Environmentalism as Aestheticism?

by Peter Saint-Andre

2008-05-03

While slowly completing research for my forthcoming book The Tao of Roark, I noticed an interesting passage in the first scene of part four of Ayn Rand's novel The Fountainhead:

He could not name the thing he wanted of life. He felt it here, in this wild loneliness. But he did not face nature with the joy of a healthy animal -- as a proper and final setting; he faced it with the joy of a healthy man -- as a challenge; as tools, means and material. So he felt anger that he should find exultation only in the wilderness, that this great sense of hope had to be lost when he would return to men and men's work.

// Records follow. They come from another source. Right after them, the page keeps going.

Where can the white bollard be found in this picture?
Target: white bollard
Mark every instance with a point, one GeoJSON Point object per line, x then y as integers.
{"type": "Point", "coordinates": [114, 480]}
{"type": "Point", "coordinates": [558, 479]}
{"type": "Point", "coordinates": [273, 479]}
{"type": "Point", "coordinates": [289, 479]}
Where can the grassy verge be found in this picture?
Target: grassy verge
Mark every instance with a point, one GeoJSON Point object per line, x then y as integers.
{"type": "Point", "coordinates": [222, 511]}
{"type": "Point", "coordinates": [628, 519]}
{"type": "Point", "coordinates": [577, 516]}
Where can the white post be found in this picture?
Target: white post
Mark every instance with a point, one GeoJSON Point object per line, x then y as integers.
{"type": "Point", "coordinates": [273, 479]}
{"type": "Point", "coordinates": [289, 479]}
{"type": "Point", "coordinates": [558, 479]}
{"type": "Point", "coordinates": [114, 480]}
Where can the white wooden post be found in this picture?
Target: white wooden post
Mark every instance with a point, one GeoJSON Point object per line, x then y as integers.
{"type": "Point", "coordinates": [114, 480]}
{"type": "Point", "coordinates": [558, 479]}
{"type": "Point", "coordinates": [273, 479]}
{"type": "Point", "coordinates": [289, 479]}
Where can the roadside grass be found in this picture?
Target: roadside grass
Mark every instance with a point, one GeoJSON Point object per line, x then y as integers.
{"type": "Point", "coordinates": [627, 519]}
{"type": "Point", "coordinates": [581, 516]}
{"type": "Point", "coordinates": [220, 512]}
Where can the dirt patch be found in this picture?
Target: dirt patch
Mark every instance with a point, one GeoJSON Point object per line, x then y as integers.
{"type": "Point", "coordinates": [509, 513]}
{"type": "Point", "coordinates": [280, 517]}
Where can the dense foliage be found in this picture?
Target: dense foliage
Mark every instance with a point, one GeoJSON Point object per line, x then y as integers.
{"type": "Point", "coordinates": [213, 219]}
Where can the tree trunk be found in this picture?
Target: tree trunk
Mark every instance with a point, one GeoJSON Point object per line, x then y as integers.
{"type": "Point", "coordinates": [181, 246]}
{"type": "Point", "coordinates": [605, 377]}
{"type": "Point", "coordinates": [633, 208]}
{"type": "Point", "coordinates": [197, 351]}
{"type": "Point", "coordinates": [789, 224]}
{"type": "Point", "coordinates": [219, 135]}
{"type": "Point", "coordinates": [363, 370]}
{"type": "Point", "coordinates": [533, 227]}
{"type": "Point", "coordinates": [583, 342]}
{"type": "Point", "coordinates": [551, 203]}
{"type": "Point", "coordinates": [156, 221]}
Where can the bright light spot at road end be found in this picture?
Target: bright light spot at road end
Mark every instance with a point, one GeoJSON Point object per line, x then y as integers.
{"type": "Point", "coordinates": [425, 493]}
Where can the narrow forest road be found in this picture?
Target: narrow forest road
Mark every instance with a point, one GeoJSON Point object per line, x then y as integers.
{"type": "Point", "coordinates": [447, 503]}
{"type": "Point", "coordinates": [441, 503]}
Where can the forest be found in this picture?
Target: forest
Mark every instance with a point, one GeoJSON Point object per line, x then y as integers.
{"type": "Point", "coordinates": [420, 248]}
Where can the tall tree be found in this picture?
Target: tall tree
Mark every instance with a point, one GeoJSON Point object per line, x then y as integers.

He thought that this was not right; that man's work should be a higher step, an improvement on nature, not a degradation....

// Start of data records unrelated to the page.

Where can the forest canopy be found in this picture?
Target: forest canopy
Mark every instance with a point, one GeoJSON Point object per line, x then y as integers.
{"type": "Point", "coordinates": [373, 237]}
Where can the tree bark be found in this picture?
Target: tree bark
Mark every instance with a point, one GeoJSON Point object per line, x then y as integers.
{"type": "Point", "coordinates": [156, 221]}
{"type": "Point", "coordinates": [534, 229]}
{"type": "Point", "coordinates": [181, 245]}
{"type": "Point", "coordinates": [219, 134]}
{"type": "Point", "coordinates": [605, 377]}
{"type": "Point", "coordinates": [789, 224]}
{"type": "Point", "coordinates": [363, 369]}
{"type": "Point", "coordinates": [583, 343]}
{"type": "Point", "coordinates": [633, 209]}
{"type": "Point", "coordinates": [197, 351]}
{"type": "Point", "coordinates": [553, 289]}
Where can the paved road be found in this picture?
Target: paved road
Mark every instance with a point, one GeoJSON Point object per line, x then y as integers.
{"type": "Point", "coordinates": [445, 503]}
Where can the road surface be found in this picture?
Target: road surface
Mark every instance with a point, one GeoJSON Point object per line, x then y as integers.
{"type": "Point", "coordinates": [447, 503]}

Although Ayn Rand and other advocates of a free market are often perceived as advocating a kind of rapine capitalism that would degrade the earth in the greedy pursuit of unlimited profit, the example of Howard Roark's organic architecture (derived from that of Frank Lloyd Wright) belies that straw man. Example: in this scene, Roark's Monadnock Valley development was not some huge warren of a hotel that degraded the natural beauty of the surrounding hills, but instead consisted of a series of small, widely separated homes that did not require blasting of the granite ledges but that worked with and improved upon the natural terrain.

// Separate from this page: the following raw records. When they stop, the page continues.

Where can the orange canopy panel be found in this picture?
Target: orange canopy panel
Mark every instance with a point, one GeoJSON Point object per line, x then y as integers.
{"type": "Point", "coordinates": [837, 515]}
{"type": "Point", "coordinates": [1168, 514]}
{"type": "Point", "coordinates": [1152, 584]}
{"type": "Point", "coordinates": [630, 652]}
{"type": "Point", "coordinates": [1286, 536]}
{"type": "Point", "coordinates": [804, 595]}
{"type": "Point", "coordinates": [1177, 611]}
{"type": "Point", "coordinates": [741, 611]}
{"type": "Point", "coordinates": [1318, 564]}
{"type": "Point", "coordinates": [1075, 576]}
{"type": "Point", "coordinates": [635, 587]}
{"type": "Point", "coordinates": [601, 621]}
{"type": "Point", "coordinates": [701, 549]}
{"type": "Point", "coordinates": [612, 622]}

The principle of ensuring that one's work not degrade nature but instead improve upon it perhaps provides a foundation for a kind of environmentalism that is yet unknown: not environmentalism as moralism (don't degrade nature because that is the deontologically wrong and evil thing to do) but as aestheticism (don't degrade nature because that is the ugly and inartistic thing to do). I'm not yet sure if this principle can be converted into actionable policies, but the possibility might be worth pursuing.